Praetor CEO Jim Pretorius said last year plans call for passengers paying $6.50 per trip. They’d board eight-passenger electric vehicles that run at 45 mph for a trip from the airport to the Convention Center of between 12.7 and 15.4 minutes. BAT estimates ridership at about 500,000 per year, for $13.7 million in revenue.
Passengers could ride the vehicles from any of several stations between the two locations.
Who pays, profits
According to the RMA staff presentation, The Boring Co. would self finance and provide a turnkey system.
“That means they build it and they turn it over to us,” Green said. “We get a finished product. There would be no risk.”
Bexar Automated Transport said its project would require a construction subsidy and recommended it be operated by VIA Metropolitan Transit.
It wouldn’t require a taxpayer subsidy either, Green said.
“We hope to sell revenue bonds and we hope the revenue from the project pays for the bond,” she said.
The Alamo RMA, financially hamstrung by the absence of toll roads that provide revenue for other RMAS across the state, has been looking for moneymaking projects.
In October 2019, the board issued an open Request for Information to public and private groups for ideas regarding “new delivery methods for transportation projects” and “development of new revenue sources.”
Over the next two years, Green said, the RMA fielded about five phone calls or received proposals from companies pitching their own ideas.
“They lacked information and financially they weren’t viable and self-sustaining,” she said.
Then, The Boring Co. responded last July. After staff reviewed the proposal, it went to the board in August.
“The board said, ‘Let’s move forward, this has some merit,’ ” Green said.
The RMA issued a Request for Qualifications and Proposals to formally invite contractors to submit plans for “a transportation project that can efficiently and economically transport people between the general vicinity of the San Antonio International Airport and the downtown area of San Antonio.”

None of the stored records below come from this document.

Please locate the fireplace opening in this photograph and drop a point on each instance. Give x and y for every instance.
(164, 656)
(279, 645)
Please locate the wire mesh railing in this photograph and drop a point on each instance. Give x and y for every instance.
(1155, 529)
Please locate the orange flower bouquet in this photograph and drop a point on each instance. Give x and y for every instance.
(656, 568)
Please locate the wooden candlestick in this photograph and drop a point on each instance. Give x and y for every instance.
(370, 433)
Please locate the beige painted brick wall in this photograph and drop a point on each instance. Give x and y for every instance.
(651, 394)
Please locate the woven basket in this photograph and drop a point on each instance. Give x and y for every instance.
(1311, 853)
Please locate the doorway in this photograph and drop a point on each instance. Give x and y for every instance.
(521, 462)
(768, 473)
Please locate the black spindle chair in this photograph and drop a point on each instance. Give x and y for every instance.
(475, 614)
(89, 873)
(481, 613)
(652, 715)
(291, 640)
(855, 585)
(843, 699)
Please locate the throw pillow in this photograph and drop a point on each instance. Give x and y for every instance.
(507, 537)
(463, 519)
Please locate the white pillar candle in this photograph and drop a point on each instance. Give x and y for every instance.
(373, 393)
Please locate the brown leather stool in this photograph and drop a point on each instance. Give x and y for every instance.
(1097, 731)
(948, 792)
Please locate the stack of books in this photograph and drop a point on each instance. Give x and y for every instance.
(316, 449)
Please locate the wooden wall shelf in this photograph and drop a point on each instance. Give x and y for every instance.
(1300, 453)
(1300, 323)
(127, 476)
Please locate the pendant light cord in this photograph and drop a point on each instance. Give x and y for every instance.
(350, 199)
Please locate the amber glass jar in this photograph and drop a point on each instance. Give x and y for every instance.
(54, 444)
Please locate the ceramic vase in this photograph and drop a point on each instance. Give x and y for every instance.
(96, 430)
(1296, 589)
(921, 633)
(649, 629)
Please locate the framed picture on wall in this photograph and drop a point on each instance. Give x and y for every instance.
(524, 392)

Five proposals were received by the Dec. 1 deadline, but the RMA didn’t disclose any of the competitors.
Other proposals
This week, the RMA staff ’s presentation also described the three other proposals.
San Antonio’s Skyshuttle Express sought to build an autonomous tram running along the U.S.-281 right of way for a cost ranging from $900 million to $1.5 billion. “The group has a lot of experience designing and building similar systems around the world,” the staffers wrote. “Capital costs would not be recoverable through fare collection, subsidies would be required in order to make this option profitable.” It’s score was 74.5.
Oceaneering International, a Houston-based engineering services company, pitched an autonomous system that would use atgrade or elevated segregated travel lanes at a cost from $332 million to $562 million.
“This team did not demonstrate the same level of project experience as other proposers,” the staffers wrote. It scored 69.3.
Tritrack Motors of Georgetown wanted to build an elevated track with three-wheeled autonomous vehicles for $24 million.
“This technology has not been implemented anywhere,” staffers wrote. “Firm has not built any transportation projects, the listed experience is all residential real estate type work.” It scored 30.1.